In this final installment, we move away from system-level evidence and into user-specific artefacts stored under the profile directory. This is where attribution becomes more precise, where ordinary folders such as Desktop, Downloads, and Documents contain data created or acquired by the user, and where hidden application data can reveal what a user opened, downloaded, edited, synchronized, or tried to remove.

C:\Users vs. %USERPROFILE%

Before looking at specific artefacts, let’s make one practical distinction: user profile data is accessed differently on a live system and in offline analysis. The C:\Users directory is the physical, hardcoded root for user profiles on a standard Windows installation. In forensic work, that path is most often associated with dead-box analysis. Once an examiner mounts a forensic disk image, this static directory offers a complete view of every profile stored on the system, not just the account that was active at the moment the machine was seized. That wider view matters in real cases, where disabled accounts, long-forgotten profiles, or attacker-created local users may still hold useful evidence.

%USERPROFILE%, on the other hand, is a live environment variable that resolves to the home directory of the user currently logged into that session, which makes it useful during live system analysis and rapid triage. Investigators can use %USERPROFILE% to point scripts and collection tools at the active account. In practice, that makes it a natural fit for PowerShell scripts and other automated workflows.

Although this article focuses on file system artefacts, we have to mention the user’s registry hives. The two key files are %USERPROFILE%\NTUSER.DAT and %USERPROFILE%\AppData\Local\Microsoft\Windows\UsrClass.dat. The first is the main per-user hive, storing user-specific settings, execution traces, and file access history. The second contains valuable shell-related artefacts such as ShellBags and MUICache entries, and is particularly important on modern Windows systems. We will leave those hives aside here to keep the focus on file system evidence, but they should always be acquired together with the rest of the profile. For a deeper discussion, see our earlier article on the Windows Registry.

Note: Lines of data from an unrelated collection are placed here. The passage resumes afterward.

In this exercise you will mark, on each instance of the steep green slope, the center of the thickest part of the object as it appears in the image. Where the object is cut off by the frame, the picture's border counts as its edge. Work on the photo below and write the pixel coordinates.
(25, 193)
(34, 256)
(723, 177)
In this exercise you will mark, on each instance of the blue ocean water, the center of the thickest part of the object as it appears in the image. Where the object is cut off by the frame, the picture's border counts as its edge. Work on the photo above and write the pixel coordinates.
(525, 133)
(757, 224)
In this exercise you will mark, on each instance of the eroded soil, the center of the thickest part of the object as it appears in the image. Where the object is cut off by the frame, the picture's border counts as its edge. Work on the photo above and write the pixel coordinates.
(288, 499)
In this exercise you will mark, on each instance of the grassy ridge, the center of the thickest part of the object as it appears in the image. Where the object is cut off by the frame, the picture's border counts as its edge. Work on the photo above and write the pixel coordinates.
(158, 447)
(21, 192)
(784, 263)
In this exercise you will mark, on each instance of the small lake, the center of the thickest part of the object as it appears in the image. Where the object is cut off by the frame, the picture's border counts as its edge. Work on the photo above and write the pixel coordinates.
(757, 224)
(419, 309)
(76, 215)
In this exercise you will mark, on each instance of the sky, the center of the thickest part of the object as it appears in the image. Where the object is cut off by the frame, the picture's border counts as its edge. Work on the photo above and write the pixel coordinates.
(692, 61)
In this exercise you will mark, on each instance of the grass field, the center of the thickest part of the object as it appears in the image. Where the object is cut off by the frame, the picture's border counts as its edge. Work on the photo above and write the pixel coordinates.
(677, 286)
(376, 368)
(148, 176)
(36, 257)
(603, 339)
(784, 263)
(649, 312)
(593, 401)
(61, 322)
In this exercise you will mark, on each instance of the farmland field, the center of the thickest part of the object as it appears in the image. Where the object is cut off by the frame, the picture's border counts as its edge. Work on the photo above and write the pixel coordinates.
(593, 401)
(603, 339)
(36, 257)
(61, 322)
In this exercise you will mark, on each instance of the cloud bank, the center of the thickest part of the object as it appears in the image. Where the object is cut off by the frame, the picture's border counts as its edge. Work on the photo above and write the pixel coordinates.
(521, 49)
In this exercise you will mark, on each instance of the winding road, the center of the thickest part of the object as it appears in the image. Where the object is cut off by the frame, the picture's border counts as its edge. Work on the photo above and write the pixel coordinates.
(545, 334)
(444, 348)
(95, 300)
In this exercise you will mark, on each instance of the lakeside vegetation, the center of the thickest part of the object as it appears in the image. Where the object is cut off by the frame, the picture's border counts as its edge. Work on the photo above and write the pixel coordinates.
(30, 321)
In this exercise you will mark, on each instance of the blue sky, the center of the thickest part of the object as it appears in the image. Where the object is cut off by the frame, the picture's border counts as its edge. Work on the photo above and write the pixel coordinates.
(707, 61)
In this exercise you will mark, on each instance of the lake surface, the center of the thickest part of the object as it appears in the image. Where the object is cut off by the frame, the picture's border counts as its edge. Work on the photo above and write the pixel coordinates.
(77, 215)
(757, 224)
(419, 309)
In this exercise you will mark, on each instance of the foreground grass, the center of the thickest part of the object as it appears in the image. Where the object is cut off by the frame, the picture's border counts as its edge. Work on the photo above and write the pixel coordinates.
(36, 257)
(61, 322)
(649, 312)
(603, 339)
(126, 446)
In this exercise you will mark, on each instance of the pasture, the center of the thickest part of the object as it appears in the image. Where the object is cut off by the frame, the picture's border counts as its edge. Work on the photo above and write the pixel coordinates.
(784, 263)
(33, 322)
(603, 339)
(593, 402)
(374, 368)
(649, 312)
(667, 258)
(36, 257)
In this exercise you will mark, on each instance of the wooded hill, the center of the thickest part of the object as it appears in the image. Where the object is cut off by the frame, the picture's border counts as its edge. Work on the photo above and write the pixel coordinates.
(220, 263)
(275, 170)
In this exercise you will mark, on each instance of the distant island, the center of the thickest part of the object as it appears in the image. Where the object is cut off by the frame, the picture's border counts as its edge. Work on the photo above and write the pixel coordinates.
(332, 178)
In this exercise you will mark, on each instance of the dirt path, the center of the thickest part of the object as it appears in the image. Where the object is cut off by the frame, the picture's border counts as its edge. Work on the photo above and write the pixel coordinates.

Caveat: C:\Users is only the default profile root and must not be assumed in every installation. The system-wide base path for user profiles is recorded in the Registry at HKLM\SOFTWARE\Microsoft\Windows NT\CurrentVersion\ProfileList\ProfilesDirectory, while a specific user’s actual profile path (%USERPROFILE%) is defined per SID at HKLM\SOFTWARE\Microsoft\Windows NT\CurrentVersion\ProfileList\<SID>\ProfileImagePath. In other words, profiles may be redirected to another volume, so analysts should verify the registered profile paths instead of relying on the presence of a C:\Users folder alone.

Predefined User Folders and Native Applications

When Windows creates a user profile, it also creates a set of default folders under C:\Users\<username>. To the user, these are convenient save locations. To an investigator, they are some of the most productive artefacts on the system. Windows, browsers, email clients, Office apps, and built-in tools all write to these folders by default, which makes them a practical record of what the user downloaded, opened, edited, staged, or tried to remove.

The Downloads folder

What it is: Downloads, typically located at %USERPROFILE%\Downloads, is the default save location for files arriving from the Internet, email, messaging apps, and local networks.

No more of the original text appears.